In the United States, international law has been considered as part of the law of the land, not only in admiralty and prize cases (see Talbot v. Seeman (1801) 1 Cranch, 1, 2 L. ed. 15, s. c. on former appeal 4 Dall. 34, 1 L. ed. 730; Murray v. The Charming Betsy (1804) 2 Cranch, 64, 2 L. ed. 208; 30 Hogsheads of Sugar v. Boyle (1815) 9 Cranch, 191, 3 L. ed. 701; The Nereide (1815) 9 Cranch, 388, 3 L. ed. 769; The Antelope (1825) 10 Wheat. 66, 6 L. ed. 268; The Scotia (1871) 14 Wall. 170, 20 L. ed. 822; The Habana (1899) 175 U. S. 677, 44 L. ed. 320, 20 Sup. Ct. Rep. 290; United States v. The Active (1814) 4 N. C. (2 Car. Law. Repos. 192), Fed. Cas. No. 14,420), but also in cases of a purely municipal character (see Respublica v. De Longchamps (1784) 1 Dall. 111, 1 L. ed. 59; Kennett v. Chambers (1852) 14 How. 38, 14 L. ed. 316; Underhill v. Hernandez (1895) 38 L.R.A. 405, 13 C. C. A. 51, 26 U. S. App. 573, 65 Fed. 577, affirmed in 168 U. S. 250, 42 L. ed. 456, 18 Sup. Ct. Rep. 83; Hatch v. Baez (1876) 7 Hun, 596).

Accordingly, it has been held that an act of Congress ought never to be construed to violate the law of nations if any other possible construction remains. Murray v. The Charming Betsy (1804) 2 Cranch, 64, 2 L. ed. 208; Ex parte Blumer (1865) 27 Tex. 734.

So, also, in Hilton v. Guyot (1894) 159 U. S. 113, 40 L. ed. 95, 16 Sup. Ct. Rep. 139, it is declared by Mr.
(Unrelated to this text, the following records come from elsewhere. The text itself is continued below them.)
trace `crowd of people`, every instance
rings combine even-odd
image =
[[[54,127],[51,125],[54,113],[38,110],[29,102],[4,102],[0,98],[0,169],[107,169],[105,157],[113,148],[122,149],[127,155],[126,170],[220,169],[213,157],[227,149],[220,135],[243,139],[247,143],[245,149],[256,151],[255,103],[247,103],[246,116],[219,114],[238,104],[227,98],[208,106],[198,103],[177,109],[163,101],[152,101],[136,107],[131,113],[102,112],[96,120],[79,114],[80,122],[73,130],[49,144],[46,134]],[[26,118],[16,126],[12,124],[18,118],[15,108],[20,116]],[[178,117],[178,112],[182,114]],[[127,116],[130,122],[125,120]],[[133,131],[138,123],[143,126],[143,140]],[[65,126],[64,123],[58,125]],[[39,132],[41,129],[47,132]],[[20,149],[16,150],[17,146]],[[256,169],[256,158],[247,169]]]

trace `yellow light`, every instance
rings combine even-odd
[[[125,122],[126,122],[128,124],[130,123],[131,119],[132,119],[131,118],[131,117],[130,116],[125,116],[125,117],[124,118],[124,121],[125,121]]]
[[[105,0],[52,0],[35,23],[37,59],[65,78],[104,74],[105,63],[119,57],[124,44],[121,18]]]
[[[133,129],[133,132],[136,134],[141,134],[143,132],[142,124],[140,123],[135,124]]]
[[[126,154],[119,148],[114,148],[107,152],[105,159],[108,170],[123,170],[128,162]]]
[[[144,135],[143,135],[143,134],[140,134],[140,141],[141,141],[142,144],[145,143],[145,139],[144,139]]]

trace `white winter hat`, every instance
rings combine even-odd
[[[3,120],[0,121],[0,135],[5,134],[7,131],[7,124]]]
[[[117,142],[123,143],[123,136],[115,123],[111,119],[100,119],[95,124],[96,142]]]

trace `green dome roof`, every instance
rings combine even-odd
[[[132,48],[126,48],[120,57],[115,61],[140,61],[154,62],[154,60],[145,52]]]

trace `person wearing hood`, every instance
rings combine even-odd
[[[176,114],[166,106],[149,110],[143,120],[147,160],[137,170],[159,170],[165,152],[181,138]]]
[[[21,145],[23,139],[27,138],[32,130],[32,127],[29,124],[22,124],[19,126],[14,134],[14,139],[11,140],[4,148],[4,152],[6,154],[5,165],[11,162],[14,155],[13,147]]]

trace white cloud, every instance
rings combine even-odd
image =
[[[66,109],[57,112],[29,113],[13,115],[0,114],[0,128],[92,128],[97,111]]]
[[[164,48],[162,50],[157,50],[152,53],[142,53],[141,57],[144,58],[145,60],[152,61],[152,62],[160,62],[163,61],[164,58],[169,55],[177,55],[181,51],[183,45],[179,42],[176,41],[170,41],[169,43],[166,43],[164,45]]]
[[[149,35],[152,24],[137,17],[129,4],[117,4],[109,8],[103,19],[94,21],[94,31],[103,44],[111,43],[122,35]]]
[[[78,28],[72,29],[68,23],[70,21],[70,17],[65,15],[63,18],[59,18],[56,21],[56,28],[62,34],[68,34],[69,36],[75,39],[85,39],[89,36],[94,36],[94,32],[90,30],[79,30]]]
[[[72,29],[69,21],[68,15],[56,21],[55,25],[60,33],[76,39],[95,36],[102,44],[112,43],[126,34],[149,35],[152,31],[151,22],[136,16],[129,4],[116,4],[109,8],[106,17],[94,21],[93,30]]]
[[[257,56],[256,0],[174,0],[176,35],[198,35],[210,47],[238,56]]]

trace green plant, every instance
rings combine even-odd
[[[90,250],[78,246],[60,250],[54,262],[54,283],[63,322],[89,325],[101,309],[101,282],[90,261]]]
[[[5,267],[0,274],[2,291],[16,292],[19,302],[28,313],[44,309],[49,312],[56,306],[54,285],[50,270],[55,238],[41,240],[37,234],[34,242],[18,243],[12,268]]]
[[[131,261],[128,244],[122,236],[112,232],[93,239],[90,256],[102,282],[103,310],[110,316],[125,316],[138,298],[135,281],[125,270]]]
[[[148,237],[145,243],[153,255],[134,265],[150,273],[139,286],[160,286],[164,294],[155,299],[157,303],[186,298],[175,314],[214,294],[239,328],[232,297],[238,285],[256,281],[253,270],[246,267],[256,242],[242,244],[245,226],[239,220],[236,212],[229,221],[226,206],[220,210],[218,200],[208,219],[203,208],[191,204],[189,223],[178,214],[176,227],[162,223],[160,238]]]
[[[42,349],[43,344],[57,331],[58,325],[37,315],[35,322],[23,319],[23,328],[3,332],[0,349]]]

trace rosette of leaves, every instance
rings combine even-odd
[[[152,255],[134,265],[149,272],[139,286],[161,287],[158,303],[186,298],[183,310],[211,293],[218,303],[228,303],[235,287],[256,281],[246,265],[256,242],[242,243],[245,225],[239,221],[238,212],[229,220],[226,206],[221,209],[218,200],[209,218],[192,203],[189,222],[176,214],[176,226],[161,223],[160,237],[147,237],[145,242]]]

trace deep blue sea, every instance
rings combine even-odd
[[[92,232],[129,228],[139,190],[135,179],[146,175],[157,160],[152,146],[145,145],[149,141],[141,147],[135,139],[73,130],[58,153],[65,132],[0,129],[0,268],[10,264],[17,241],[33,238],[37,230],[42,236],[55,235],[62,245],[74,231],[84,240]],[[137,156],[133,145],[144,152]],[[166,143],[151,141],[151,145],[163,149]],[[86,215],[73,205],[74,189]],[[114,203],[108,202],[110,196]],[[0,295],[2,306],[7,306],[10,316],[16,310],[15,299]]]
Justice Gray that "international law in its widest and most comprehensive sense-including not only questions of right between nations, governed by what has been appropriately called the law of nations; but also questions arising under what is usually called private international law, or the conflict of laws, and concerning the rights of persons within the territory and dominion of one nation, by reason of acts, private or public, done within the dominions of another nation-is part of our law, and must be ascertained and administered by the courts of justice, as often as such questions are presented in litigation between man and man, duly submitted to their determination."